Today's automatic bread makers are mouth watering deals

by Jim Bray

"I never thought I'd live to see the day you bake bread!"

I can still remember those immortal words, as my wife buttered her first slice and chowed down. It was good. Okay, it was a little funny looking, but it tasted great.

That was when Panasonic first introduced its "Bread Bakery" bread maker. This, however, is now, and time and technology march on. Panasonic is now trying to outflank the many pretenders that have come onto the market since their first little gem, and the price has also come down steadily.

These machines turn making bread or dough from a yucchy experience in which one must get one's hands dirty into an easy, joyful delight, with a tasty reward at the end. How easy? All you do is throw the ingredients into the little bin, place it in the machine, put yeast into the container, press "start" and leave. No foolin'!

When you return, it's to that heavenly smell of freshly baked homemade bread, a smell that can't be described, but which everyone knows and loves.

Memories of yeast gone by…

To put into perspective what life's like with a bread maker, let me tell you of my experiences when we tried out Panasonic's first machine, ostensibly to review, but we ended up refusing to part with it.

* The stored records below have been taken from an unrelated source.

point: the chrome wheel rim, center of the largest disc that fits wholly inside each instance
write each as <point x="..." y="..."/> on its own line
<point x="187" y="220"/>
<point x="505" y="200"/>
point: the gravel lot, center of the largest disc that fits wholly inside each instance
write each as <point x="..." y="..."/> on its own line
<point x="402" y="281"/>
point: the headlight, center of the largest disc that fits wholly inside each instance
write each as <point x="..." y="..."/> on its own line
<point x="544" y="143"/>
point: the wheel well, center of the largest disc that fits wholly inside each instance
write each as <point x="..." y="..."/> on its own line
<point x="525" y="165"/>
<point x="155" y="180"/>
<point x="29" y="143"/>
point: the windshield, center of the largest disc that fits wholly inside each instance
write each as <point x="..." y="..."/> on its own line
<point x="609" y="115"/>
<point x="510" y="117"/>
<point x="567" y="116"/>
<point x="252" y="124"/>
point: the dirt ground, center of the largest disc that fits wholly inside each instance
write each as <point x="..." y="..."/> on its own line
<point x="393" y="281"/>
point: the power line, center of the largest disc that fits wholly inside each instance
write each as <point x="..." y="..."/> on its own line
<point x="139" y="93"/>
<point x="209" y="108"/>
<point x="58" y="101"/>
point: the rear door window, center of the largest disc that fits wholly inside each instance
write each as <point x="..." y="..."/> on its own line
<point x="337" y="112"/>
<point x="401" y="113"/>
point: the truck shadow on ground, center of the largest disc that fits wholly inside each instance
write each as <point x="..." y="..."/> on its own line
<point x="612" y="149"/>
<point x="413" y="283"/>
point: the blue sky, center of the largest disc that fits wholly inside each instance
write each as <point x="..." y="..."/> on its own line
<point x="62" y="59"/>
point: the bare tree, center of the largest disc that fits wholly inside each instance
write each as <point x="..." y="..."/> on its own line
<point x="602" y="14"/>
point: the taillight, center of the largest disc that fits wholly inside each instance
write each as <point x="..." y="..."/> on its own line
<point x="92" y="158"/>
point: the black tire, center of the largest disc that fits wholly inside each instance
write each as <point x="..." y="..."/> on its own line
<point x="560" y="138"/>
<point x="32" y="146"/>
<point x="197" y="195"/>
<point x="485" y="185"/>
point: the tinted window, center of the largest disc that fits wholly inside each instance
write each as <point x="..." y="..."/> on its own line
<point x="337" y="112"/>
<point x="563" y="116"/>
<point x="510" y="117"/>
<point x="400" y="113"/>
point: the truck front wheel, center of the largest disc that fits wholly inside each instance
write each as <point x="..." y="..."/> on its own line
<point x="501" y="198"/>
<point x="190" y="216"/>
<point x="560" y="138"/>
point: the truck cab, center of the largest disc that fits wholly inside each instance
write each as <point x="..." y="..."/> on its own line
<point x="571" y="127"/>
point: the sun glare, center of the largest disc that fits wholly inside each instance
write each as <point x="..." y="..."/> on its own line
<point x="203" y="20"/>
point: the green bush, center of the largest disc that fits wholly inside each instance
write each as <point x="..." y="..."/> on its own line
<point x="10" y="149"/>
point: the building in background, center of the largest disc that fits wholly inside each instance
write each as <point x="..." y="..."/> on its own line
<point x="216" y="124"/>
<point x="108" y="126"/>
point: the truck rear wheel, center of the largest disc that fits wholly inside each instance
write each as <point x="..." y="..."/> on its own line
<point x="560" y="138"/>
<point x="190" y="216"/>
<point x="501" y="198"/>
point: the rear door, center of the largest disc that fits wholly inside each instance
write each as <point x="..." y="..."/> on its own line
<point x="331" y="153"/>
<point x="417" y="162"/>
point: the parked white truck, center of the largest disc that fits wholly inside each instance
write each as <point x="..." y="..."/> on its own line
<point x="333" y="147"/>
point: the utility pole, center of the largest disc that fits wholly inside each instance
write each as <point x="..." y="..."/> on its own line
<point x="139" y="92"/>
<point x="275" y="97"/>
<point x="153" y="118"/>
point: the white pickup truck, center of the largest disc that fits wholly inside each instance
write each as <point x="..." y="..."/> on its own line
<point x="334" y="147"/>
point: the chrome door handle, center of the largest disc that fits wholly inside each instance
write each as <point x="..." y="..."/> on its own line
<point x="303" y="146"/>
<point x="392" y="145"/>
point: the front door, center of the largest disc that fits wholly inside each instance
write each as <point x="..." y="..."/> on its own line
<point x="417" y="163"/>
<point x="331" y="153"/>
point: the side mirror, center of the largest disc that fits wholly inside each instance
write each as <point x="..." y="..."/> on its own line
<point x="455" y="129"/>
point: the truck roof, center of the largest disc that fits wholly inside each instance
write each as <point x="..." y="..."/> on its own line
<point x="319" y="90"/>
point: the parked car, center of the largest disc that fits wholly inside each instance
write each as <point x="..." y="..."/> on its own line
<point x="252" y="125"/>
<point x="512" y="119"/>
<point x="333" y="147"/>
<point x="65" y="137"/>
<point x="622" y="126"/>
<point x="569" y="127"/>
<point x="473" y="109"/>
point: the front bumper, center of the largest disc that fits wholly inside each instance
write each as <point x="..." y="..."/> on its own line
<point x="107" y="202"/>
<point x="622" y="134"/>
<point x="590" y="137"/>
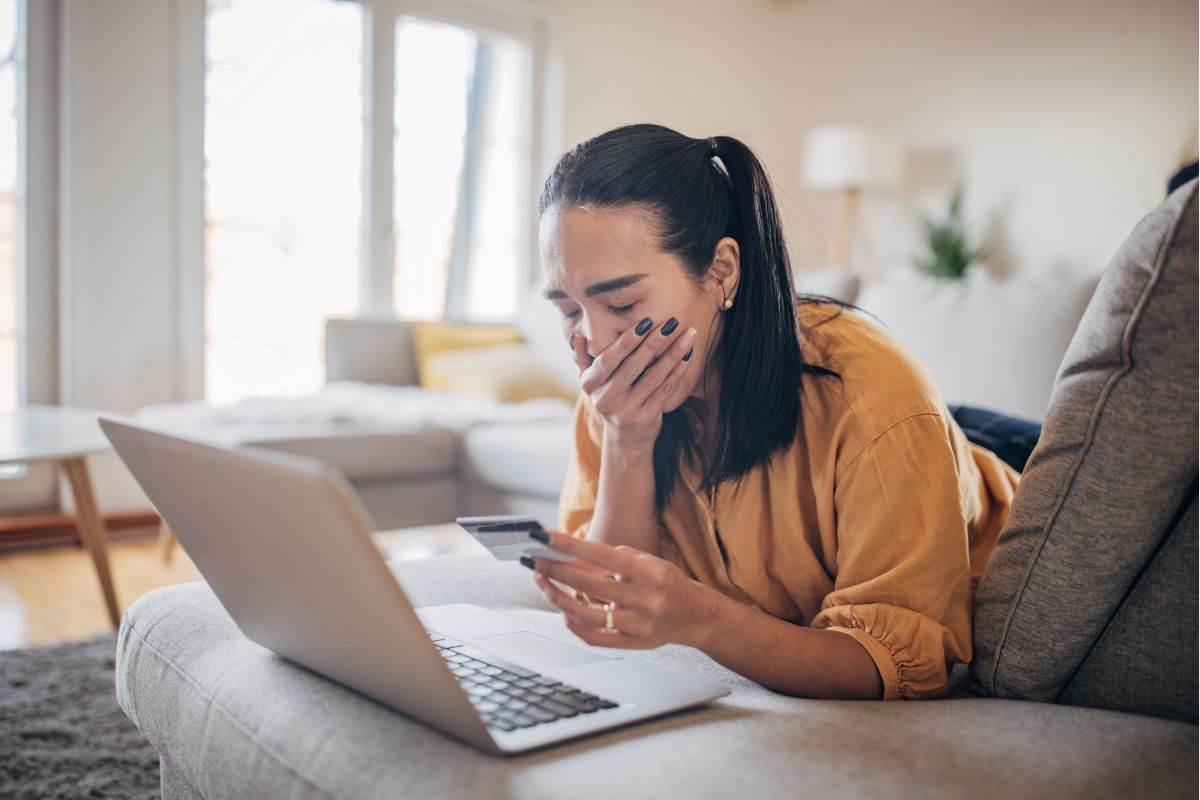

I still remember that first loaf, which I made on the timer that let us delay the arrival of our baked bundle of joy for up to thirteen hours. That loaf came out a little strange to say the least; how would I have known that ignoring the directions and putting in as much yeast as the little container would hold could possibly cause me trouble? What am I, a baker?

Well, wouldn't you know, the thing bubbled up inside the machine and baked all over the inside top of the bread maker, ending up looking more like a little brown chef's cap than a loaf of bread. Smelled good, though! Emergency surgery was necessary and the huge, bulbous "chef's cap" of bread was cut from the top, leaving a normal looking, though decapitated, loaf underneath.

Then came the taste test. Ambrosia! Pretty good bread, too. We dove in like fiends and, when we finally surfaced for air, the loaf was gone. Including the bulbous part.

Cleanup was a horrible experience because of the mess I'd made. Once the unit was carefully scrubbed, however, we tried another loaf. And another. And another.

We ended up trying so many loaves you'd think it would be enough to put one off fresh bread, but it didn't. On the contrary, after Panasonic took back the demo unit (pried from my clenched fingers) I paced impatiently, waiting for them to hit the market, then ended up rushing out to the store in a buying frenzy.

We still love it and use it regularly, but now, of course, there's newer, better ones that sell for hundreds less and doesn't that just figure?

Newer Wrinkles…

Oh, sure. Now you get features like "Light" and "Rapid" settings for those on a diet or a tight schedule. There are settings for whole wheat flour and different types of dough (though not long green dough).

And you can be as creative as you want. Though I'm as comfortable in a kitchen as a lawyer is comfortable discussing his own integrity, I've made garlic bread, cheese bread, and the world's finest pizza dough (Though my wife argues that last point).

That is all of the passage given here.